Anonymous: Maya vase with Two Scenes of Pawahtun Instructing Scribes

(Kimbell Art Museum, Fort Worth, USA)

A rollout photo of a famous Maya vase this time, known as 'the teaching vase'. The vase shows 2 scenes which may be related to eachother. in both groups you can see an old man who is in activity with 2 other men. The old man is a Maya god called Pauahtun/ Pawahtuun (or God N in the Schellhas classification) - the patron god of scribes, the interior of the earth and its water deposits and together with his 3 brothers who held up the sky at the four quarters. He can be identified by his aged appaerence and his netted headdress with a brush wedged into the ties. In the left group the Pauahtun is speaking to an an Ah k'hun (a keeper of the holy books), who wears a turban with the bundle of quill pens stuck into the top, and a second figure with a goatee. Notice the line which is coming from the mouth of Pauahtun - this is a speech thread: the god is speaking the words "receive my bad omens" to his 2 pupils.
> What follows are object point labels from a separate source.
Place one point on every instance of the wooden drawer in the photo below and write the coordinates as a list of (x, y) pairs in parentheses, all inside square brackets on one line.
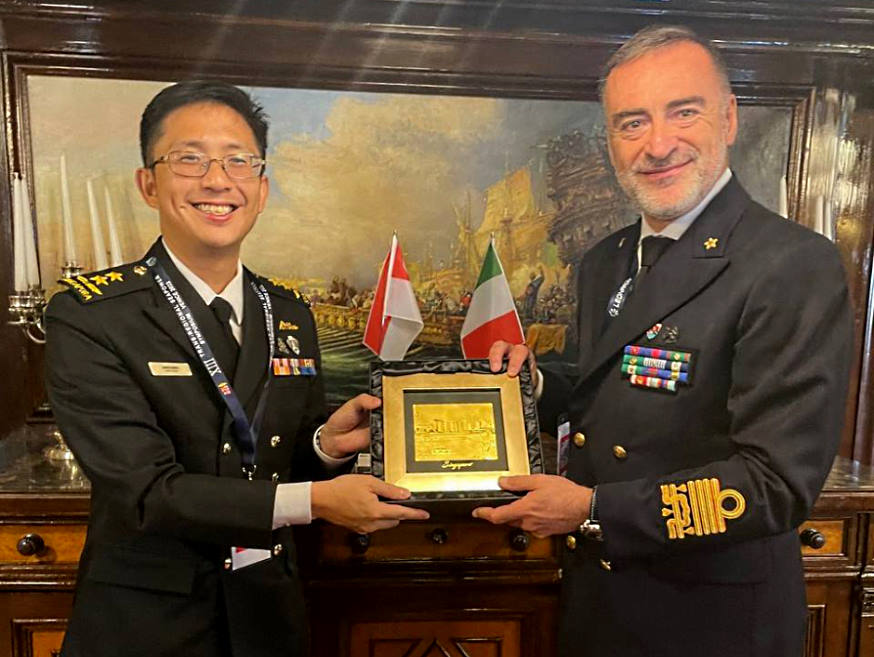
[(836, 535), (471, 638), (430, 541), (63, 543)]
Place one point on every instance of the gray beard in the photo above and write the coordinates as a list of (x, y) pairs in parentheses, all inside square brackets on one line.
[(649, 204)]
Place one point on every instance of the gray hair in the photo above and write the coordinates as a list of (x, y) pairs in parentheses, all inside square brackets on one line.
[(658, 36)]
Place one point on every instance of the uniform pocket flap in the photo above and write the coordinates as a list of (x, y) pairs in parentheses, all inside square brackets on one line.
[(142, 570)]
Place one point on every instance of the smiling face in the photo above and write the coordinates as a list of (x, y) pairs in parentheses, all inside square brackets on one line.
[(670, 122), (208, 216)]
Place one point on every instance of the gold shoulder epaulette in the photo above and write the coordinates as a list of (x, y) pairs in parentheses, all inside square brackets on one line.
[(108, 283), (284, 288)]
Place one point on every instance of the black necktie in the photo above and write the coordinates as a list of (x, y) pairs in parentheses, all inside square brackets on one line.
[(651, 249), (223, 312)]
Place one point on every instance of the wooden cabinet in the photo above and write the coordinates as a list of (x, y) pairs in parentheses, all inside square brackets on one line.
[(436, 589), (36, 590), (457, 588)]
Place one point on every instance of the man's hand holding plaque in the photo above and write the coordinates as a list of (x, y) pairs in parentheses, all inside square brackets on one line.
[(352, 501)]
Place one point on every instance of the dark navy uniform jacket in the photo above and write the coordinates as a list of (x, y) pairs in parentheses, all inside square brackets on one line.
[(700, 490), (169, 498)]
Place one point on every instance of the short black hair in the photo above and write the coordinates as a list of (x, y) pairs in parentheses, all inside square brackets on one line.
[(191, 92)]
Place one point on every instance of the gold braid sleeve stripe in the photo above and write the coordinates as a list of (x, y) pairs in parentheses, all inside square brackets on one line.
[(697, 508)]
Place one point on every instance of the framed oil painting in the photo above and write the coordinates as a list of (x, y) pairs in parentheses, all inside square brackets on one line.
[(348, 168)]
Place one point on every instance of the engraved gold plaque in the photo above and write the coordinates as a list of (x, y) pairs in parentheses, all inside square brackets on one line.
[(446, 433), (454, 432)]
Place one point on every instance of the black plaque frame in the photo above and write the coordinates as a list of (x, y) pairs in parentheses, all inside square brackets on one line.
[(455, 501)]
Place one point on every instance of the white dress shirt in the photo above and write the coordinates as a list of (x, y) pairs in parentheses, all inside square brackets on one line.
[(292, 504)]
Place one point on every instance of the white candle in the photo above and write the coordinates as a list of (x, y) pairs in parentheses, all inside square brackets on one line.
[(115, 257), (18, 236), (828, 221), (818, 225), (96, 233), (783, 209), (69, 236), (31, 265)]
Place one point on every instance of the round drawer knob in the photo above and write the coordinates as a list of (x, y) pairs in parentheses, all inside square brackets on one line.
[(812, 539), (30, 545), (519, 540), (439, 536), (359, 543)]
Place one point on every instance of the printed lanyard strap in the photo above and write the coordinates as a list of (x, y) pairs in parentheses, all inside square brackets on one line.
[(246, 434), (617, 301)]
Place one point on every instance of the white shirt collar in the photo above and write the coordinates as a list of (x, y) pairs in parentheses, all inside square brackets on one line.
[(678, 226), (233, 292)]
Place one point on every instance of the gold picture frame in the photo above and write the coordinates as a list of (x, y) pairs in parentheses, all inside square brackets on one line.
[(449, 429)]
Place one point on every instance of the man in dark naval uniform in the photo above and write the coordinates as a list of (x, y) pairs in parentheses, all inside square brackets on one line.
[(705, 407), (190, 391)]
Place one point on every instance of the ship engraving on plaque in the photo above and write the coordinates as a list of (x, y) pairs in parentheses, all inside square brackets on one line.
[(455, 434)]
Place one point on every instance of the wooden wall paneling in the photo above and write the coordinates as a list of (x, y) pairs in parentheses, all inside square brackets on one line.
[(854, 225)]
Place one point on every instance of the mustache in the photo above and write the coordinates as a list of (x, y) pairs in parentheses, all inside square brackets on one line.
[(649, 163)]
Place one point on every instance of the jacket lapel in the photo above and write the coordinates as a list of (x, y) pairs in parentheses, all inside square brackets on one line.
[(252, 362), (160, 312), (608, 277), (686, 268), (163, 316)]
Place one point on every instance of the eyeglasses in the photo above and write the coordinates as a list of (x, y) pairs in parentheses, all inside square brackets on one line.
[(191, 164)]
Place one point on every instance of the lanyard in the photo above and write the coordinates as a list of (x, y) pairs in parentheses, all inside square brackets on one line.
[(617, 301), (245, 433)]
in the right scne a Pauahtun is again teaching 2 pupils. this time the Pauahtun is speaking numbers (again a speech thread): the dots are a 1 and the lines are a 5 in the Maya script. in this case the god is saying the numbers 7, 8,9, 12, 13 and 11. What these numbers represent is unknown. These numbers could be a date: 7 pictuns, 8 baktuns, 9 katuns, 12 tuns, 13 kins and 11 uinals in the Mayan Long Count (this is the date August 9, 55,000 BCE in our calendar). What this date represents in this scene is unknown - propably something supernatural. Vase from A.D. 550–950.